In January, volatility in financial markets was mirrored in commodity markets. Back in September, Wall Street had been shaken by the collapse of major investment banks. Even after the US government passed a massive $700 billion aid package with the main objective of preventing credit from drying up and causing a meltdown of the US economy, markets stayed pessimistic with commodity stocks declining and oil prices hovering around $US41 a barrel. The new US President Barack Obama was inaugurated. The US government passed an $819 billion tax-and-spending bill. This was a recession-fighting effort that would extend the reach of the US Federal Government across the US economy by reshaping policy on energy, health care and social programs. For the third time since October 2008 the Bank of Canada lowered its interest rate in an attempt to stimulate the economy. Those volatile economic conditions created high levels of instability that sustained prices fluctuations in agricultural commodities. 

The Canadian Wheat Board (CWB) released its January 2008/2009 Pool Return Outlook (PRO) on January 22nd. Milling wheat values went up $5 from the December PRO. Wheat PROs were mostly unchanged, except for a drop in some minor classes to reflect lower-priced competition for those products. Malting and feed barley values remained flat. The CWB set the initial payment for Pool B feed barley deliveries for the rest of the 2008/2009 crop year at $103.50 a metric tonnes.

In early January, corn prices continued to increase based on weaker crude oil prices and concerns about the South American drought. Corn futures fell sharply at mid-month as USDA reported higher-than-expected 2008/2009 production and ending stocks. Prices climbed back after the Argentinean government cut estimated soybean, corn and wheat areas due to drought.
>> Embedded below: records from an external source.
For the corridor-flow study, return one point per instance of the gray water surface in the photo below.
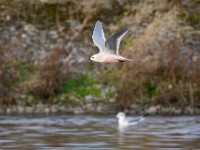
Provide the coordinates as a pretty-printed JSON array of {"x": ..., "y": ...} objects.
[{"x": 98, "y": 133}]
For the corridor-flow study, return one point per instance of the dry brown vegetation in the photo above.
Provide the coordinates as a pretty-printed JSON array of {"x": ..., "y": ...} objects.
[
  {"x": 7, "y": 79},
  {"x": 162, "y": 40}
]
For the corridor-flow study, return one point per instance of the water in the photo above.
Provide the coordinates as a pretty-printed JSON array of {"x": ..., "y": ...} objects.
[{"x": 98, "y": 132}]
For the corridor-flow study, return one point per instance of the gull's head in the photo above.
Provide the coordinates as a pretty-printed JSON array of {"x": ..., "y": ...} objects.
[
  {"x": 94, "y": 57},
  {"x": 121, "y": 115}
]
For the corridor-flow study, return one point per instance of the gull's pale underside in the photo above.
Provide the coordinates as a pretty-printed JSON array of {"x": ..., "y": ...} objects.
[{"x": 108, "y": 49}]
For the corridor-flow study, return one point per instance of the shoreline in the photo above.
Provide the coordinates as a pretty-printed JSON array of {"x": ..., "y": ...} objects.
[{"x": 96, "y": 109}]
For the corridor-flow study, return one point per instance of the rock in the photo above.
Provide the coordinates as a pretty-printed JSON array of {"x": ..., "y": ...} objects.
[
  {"x": 29, "y": 28},
  {"x": 8, "y": 110},
  {"x": 39, "y": 108},
  {"x": 29, "y": 110},
  {"x": 78, "y": 110},
  {"x": 152, "y": 110},
  {"x": 47, "y": 110},
  {"x": 53, "y": 34},
  {"x": 90, "y": 107},
  {"x": 88, "y": 98},
  {"x": 20, "y": 109},
  {"x": 54, "y": 108}
]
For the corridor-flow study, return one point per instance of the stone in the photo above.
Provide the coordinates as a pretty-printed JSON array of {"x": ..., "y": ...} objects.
[
  {"x": 47, "y": 110},
  {"x": 20, "y": 109},
  {"x": 28, "y": 109},
  {"x": 78, "y": 110},
  {"x": 53, "y": 34},
  {"x": 152, "y": 110},
  {"x": 29, "y": 28}
]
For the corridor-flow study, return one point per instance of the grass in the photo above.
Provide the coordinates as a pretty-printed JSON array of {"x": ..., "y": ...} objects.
[{"x": 81, "y": 86}]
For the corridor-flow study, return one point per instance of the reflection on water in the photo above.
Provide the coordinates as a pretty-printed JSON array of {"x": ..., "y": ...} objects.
[{"x": 98, "y": 132}]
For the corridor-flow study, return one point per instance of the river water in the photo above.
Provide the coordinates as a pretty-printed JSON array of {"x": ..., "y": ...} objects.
[{"x": 98, "y": 133}]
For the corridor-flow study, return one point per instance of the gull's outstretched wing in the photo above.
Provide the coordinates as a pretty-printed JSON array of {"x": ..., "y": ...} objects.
[
  {"x": 98, "y": 36},
  {"x": 112, "y": 44}
]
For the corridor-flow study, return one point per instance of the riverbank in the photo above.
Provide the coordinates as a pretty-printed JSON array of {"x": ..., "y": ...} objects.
[{"x": 96, "y": 108}]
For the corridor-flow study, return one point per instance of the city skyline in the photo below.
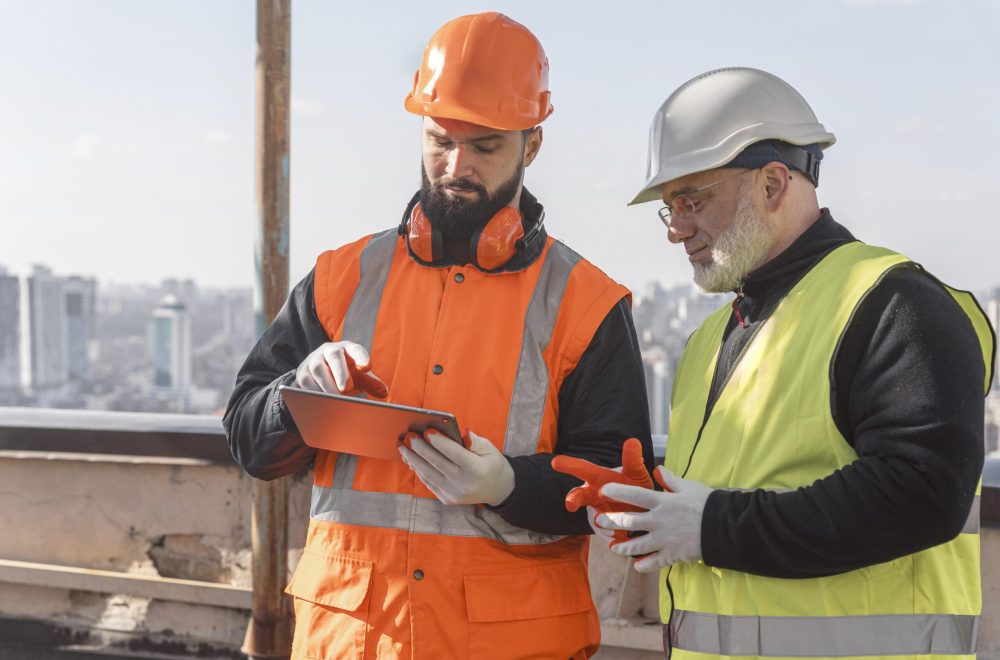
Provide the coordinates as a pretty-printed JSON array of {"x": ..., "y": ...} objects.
[{"x": 147, "y": 160}]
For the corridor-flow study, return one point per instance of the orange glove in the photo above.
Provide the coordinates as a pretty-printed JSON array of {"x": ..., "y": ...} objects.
[{"x": 632, "y": 473}]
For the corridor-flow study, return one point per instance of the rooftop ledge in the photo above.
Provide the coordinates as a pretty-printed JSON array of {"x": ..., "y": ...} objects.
[{"x": 89, "y": 435}]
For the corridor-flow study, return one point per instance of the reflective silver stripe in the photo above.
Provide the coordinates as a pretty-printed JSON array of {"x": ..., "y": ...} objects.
[
  {"x": 795, "y": 636},
  {"x": 527, "y": 406},
  {"x": 359, "y": 322},
  {"x": 417, "y": 515},
  {"x": 972, "y": 522}
]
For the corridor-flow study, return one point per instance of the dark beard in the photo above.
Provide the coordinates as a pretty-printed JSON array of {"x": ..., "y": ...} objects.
[{"x": 455, "y": 216}]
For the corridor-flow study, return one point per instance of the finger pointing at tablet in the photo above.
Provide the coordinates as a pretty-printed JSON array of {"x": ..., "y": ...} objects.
[{"x": 340, "y": 366}]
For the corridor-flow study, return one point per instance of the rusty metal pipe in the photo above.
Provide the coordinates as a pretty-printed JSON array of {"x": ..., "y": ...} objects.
[{"x": 269, "y": 632}]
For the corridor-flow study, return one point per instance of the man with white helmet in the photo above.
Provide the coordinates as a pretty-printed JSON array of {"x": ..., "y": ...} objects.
[
  {"x": 466, "y": 306},
  {"x": 826, "y": 431}
]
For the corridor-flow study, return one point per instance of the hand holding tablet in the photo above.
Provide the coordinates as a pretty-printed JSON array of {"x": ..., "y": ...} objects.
[{"x": 359, "y": 426}]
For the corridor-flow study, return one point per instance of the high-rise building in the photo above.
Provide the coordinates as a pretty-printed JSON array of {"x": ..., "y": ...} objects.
[
  {"x": 171, "y": 339},
  {"x": 44, "y": 349},
  {"x": 81, "y": 324},
  {"x": 10, "y": 330}
]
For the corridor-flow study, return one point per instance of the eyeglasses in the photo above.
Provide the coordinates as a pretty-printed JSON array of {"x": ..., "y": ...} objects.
[{"x": 682, "y": 205}]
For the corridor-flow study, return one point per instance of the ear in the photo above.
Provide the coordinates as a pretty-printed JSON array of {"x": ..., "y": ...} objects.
[
  {"x": 532, "y": 145},
  {"x": 777, "y": 182}
]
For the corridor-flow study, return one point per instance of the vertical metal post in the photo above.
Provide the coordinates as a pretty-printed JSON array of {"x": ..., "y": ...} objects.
[{"x": 269, "y": 632}]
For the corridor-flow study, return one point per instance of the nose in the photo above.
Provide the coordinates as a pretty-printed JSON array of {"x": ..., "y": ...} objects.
[
  {"x": 680, "y": 229},
  {"x": 458, "y": 162}
]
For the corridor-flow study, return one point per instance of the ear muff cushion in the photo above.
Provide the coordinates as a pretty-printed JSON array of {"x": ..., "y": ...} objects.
[
  {"x": 421, "y": 235},
  {"x": 498, "y": 240}
]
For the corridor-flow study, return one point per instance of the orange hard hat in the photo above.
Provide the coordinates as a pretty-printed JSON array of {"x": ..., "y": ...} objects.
[{"x": 485, "y": 69}]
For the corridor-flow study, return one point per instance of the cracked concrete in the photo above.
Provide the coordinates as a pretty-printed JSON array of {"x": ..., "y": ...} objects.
[{"x": 177, "y": 521}]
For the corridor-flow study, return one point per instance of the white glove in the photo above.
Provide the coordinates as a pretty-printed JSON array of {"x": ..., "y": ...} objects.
[
  {"x": 605, "y": 534},
  {"x": 672, "y": 520},
  {"x": 456, "y": 475},
  {"x": 339, "y": 366}
]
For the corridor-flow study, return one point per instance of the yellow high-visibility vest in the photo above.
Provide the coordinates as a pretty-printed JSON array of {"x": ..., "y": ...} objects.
[{"x": 772, "y": 428}]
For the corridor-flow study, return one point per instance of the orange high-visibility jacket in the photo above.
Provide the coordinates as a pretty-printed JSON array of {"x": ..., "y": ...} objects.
[{"x": 388, "y": 570}]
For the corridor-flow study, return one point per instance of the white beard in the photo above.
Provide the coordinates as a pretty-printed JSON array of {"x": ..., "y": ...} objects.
[{"x": 736, "y": 252}]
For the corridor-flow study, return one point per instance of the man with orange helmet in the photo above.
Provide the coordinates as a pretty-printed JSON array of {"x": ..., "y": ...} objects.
[{"x": 467, "y": 306}]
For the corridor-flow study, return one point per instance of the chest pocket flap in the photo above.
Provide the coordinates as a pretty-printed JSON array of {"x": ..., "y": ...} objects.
[
  {"x": 527, "y": 593},
  {"x": 331, "y": 580}
]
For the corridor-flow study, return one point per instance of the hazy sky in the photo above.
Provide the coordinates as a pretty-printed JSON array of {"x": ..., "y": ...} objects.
[{"x": 127, "y": 127}]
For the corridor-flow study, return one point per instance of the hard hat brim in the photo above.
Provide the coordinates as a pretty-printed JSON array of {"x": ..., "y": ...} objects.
[
  {"x": 675, "y": 168},
  {"x": 451, "y": 111}
]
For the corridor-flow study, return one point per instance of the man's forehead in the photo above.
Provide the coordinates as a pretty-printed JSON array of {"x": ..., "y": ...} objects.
[
  {"x": 458, "y": 129},
  {"x": 685, "y": 185}
]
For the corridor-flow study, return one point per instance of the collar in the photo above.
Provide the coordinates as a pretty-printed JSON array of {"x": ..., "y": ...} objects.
[{"x": 813, "y": 244}]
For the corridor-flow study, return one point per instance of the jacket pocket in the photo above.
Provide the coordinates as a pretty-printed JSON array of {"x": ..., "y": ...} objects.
[
  {"x": 331, "y": 606},
  {"x": 540, "y": 611}
]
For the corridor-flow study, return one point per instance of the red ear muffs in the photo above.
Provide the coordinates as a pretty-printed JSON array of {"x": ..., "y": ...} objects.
[
  {"x": 490, "y": 248},
  {"x": 421, "y": 235},
  {"x": 497, "y": 242}
]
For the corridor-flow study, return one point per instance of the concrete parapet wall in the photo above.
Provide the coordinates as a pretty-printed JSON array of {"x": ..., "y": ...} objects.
[{"x": 178, "y": 521}]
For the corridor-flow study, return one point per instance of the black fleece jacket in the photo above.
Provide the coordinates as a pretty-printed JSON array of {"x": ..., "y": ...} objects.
[
  {"x": 907, "y": 387},
  {"x": 602, "y": 402}
]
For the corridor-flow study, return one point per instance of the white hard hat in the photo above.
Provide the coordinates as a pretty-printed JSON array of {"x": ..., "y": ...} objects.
[{"x": 711, "y": 118}]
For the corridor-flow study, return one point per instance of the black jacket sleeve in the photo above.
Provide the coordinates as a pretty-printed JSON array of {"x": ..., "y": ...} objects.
[
  {"x": 908, "y": 396},
  {"x": 601, "y": 404},
  {"x": 259, "y": 428}
]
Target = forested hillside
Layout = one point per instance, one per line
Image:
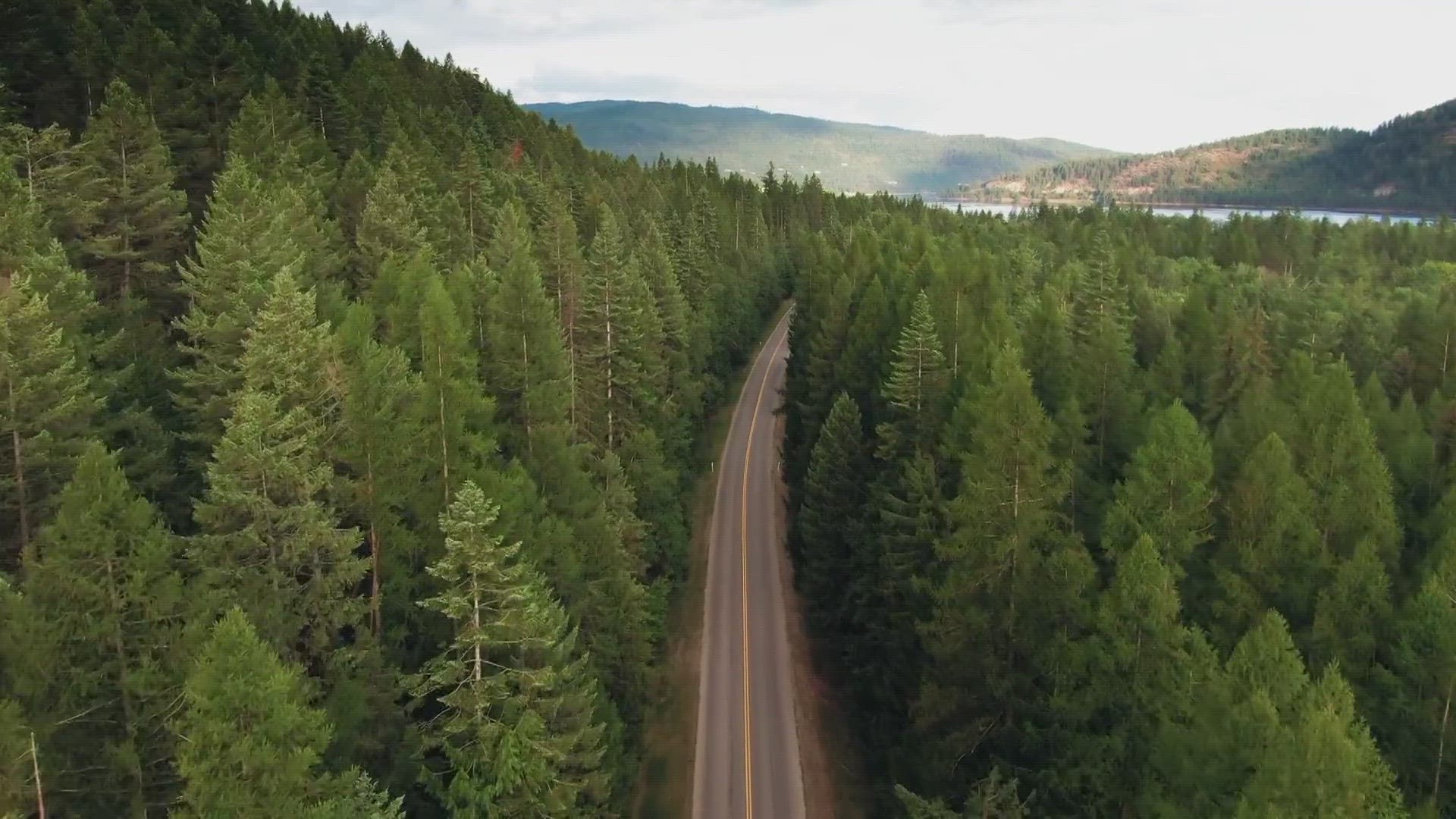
(845, 156)
(1100, 513)
(1407, 164)
(348, 417)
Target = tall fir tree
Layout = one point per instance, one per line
(1009, 598)
(620, 340)
(249, 738)
(1168, 491)
(136, 228)
(107, 605)
(44, 420)
(517, 726)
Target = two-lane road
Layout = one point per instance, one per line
(747, 763)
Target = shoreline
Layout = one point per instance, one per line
(1199, 206)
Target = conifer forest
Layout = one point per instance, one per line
(350, 419)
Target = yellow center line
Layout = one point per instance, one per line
(743, 534)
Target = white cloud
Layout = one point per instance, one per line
(1133, 74)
Throughout January soybean futures’ prices, reached a three-month high, supported by weather problems for the South American soybean crop and by exceptionally strong export demand from China. However, soybean prices were volatile because of lower crude oil prices and rainfalls forecast in Argentina.

In early January, wheat futures’ prices peaked at their highest level since October 2008 supported by gains in corn and soybean markets and concerns about winterkill of US, Russian and Ukrainian winter wheat. However, higher world and US wheat supplies announced by USDA and lower export demand pressured wheat prices down.

Early January Winnipeg canola futures’ prices continued to increase supported by the Chicago Board of Trade (CBOT) soybean complex. However, the absence of fresh export demand and large on-farm supplies of canola in Western Canada were undermining price influences. 

The edible pea market continued to trade on an easier tone into the new year. The sluggish pricing environment was a result of slow demand from Canada’s key buyer, India. Some buying interest was expressed by Bangladesh, Sri Lanka, and Pakistan but it was not enough to offset the lack of demand from India. Indian state trading enterprises had not resold all the yellow peas imported during the fall. As a result, private Indian companies were not eager to import product for fear of having to compete with those government stocks. This scenario, combined with large Canadian pea stocks, resulted in downward pressure on yellow pea prices. Green pea prices returned to a premium over yellow peas due to a smaller supply and less substitutability.

World demand for feed peas remained limited as producers looked to feed markets to sell other grains plagued by slower than expected export paces.

Good demand for all classes of lentils buoyed international lentil markets. Canadian red lentil markets were supported by tightening world supplies and increased buying interest from the Indian subcontinent. Green lentils were supported by Latin American and Indian demand, but higher stocks offset some of this increased demand.

International chickpea markets continued to trade sideways as Indian exporters aggressively sold Kabuli chickpeas. Canadian chickpea suppliers have seen limited sales opportunities before Mexico’s harvest reaches the market. Early harvest reports indicated disappointing initial yields because of a poor growing season.

Canary seed markets continued to be plagued by slow demand into the winter season. Some interest from European Union importers has been reported but large cereal stocks prevented any bids.